I must admit, I'm surprised by the lack of responses this thread is getting ATM.

Also folks, I don't want to sound like an a** but try and write more than 3 words when explaining why you like a particular character.

My whole idea behind this topic was that so many people are reading the Horus Heresy series that they must have specific _human_ favourite characters.

I mean, what about Lemual Gaumon and his chats with Ahriman in _Thousand Sons_ or the chase of Kallista Eris, by those brain leech things, in that same novel?

I thought the three human characters in _Thousand Sons_ were some of the best crafted of the entire series, and remember how they were left?

Also what about Septimus and Eurydice from Soul Hunter? They are typically excellent quality characters (as let's face it we have come to expect from A-D-B who is getting a well deserved reputation amongst us 40k followers).

So like I said, this thread isn't just about liking character x, in a way liking certain characters tells everyone a heck of alot about who you are as a person (sometimes more than we like to share).

Anyways, those are just some of my thoughts.


----------



## ckcrawford (Feb 4, 2009)

I wasn't really that much of a big fan of Lemual Gaumon or Kallista Eris. They weren't terrible, but I was much more interested in the Thousand Sons conflicts with other legions. The depiction of the rembrancers in the first three novels could not be surpassed in my opinion.

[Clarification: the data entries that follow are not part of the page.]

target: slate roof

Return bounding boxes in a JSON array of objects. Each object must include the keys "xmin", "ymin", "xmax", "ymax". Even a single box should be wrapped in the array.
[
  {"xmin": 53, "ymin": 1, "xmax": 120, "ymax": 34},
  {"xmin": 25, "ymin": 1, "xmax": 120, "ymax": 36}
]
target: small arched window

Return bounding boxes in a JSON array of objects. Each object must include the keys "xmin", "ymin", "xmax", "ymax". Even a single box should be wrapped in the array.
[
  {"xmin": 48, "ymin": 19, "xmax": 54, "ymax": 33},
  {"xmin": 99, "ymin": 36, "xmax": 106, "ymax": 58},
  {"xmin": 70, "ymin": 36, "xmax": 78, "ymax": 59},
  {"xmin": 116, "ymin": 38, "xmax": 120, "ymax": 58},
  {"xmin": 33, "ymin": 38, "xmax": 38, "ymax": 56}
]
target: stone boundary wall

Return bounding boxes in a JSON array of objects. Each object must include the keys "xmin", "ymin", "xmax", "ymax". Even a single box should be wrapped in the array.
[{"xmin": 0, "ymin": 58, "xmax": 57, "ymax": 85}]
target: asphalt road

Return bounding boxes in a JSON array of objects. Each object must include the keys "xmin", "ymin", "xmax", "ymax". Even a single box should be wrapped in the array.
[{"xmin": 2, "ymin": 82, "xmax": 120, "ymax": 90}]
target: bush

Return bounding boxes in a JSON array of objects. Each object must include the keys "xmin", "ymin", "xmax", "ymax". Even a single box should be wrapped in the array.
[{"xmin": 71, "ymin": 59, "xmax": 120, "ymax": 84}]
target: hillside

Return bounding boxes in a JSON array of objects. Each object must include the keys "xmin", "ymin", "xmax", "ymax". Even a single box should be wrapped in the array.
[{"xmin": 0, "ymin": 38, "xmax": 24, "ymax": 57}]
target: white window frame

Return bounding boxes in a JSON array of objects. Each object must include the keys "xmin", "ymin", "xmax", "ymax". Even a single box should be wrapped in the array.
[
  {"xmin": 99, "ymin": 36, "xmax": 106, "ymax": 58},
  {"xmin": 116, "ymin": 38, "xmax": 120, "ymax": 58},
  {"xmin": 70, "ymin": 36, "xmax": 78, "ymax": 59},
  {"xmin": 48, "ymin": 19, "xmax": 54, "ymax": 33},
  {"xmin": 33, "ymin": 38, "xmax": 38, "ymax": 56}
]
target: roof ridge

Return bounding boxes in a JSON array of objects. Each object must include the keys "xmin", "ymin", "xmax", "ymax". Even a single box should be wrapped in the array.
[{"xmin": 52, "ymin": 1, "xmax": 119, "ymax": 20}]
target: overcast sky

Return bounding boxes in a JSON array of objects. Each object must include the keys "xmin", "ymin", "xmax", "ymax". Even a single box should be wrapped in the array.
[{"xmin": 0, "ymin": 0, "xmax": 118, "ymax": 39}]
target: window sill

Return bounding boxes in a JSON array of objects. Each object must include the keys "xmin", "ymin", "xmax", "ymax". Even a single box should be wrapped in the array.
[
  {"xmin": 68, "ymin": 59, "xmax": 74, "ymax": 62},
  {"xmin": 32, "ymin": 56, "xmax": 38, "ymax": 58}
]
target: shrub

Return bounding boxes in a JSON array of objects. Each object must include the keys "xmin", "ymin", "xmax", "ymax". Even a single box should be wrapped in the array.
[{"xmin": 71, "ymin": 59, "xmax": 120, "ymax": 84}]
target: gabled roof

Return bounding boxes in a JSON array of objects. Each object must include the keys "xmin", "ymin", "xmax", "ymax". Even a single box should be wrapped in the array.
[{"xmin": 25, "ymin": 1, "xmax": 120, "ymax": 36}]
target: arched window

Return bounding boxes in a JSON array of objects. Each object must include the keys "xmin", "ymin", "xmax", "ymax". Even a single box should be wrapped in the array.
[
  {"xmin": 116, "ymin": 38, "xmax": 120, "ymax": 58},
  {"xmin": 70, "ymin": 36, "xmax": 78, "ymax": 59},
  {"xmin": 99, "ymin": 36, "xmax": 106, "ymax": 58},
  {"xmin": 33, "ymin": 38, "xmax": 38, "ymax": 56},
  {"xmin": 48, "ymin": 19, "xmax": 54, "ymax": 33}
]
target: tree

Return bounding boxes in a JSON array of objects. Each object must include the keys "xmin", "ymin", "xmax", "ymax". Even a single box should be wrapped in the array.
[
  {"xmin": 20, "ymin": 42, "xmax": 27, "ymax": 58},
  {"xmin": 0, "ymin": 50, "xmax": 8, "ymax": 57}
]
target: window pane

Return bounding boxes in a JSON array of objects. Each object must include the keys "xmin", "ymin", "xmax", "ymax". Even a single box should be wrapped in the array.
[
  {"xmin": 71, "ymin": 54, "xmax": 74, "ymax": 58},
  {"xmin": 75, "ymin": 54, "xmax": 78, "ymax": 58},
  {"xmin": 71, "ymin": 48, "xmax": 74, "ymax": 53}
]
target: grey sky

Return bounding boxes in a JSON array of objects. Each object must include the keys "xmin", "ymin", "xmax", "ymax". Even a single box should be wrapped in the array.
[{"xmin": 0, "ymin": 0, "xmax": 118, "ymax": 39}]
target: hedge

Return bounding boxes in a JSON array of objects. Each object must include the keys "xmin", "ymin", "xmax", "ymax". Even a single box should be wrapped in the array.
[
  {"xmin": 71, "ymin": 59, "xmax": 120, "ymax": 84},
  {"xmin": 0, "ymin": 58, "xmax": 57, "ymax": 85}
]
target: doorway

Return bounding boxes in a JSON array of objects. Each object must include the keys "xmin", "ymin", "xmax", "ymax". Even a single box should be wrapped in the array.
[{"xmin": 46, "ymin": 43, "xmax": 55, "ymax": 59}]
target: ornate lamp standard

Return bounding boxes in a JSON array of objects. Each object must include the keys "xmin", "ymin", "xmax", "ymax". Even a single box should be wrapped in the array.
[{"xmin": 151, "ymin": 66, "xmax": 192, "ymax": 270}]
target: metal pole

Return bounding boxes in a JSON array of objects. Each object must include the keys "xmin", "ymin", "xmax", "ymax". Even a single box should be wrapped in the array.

Especially talking about the details of them in _Horus Rising_.

Septimus and Eurydice were also another good depiction of viewing a legion in the eyes of mere mortals. Though I must say, the Night Lords and especially a company with Talos are an exceptional case of how they treat their slaves.

I wouldn't be that surprised at the responses. Some threads get less to no responses. 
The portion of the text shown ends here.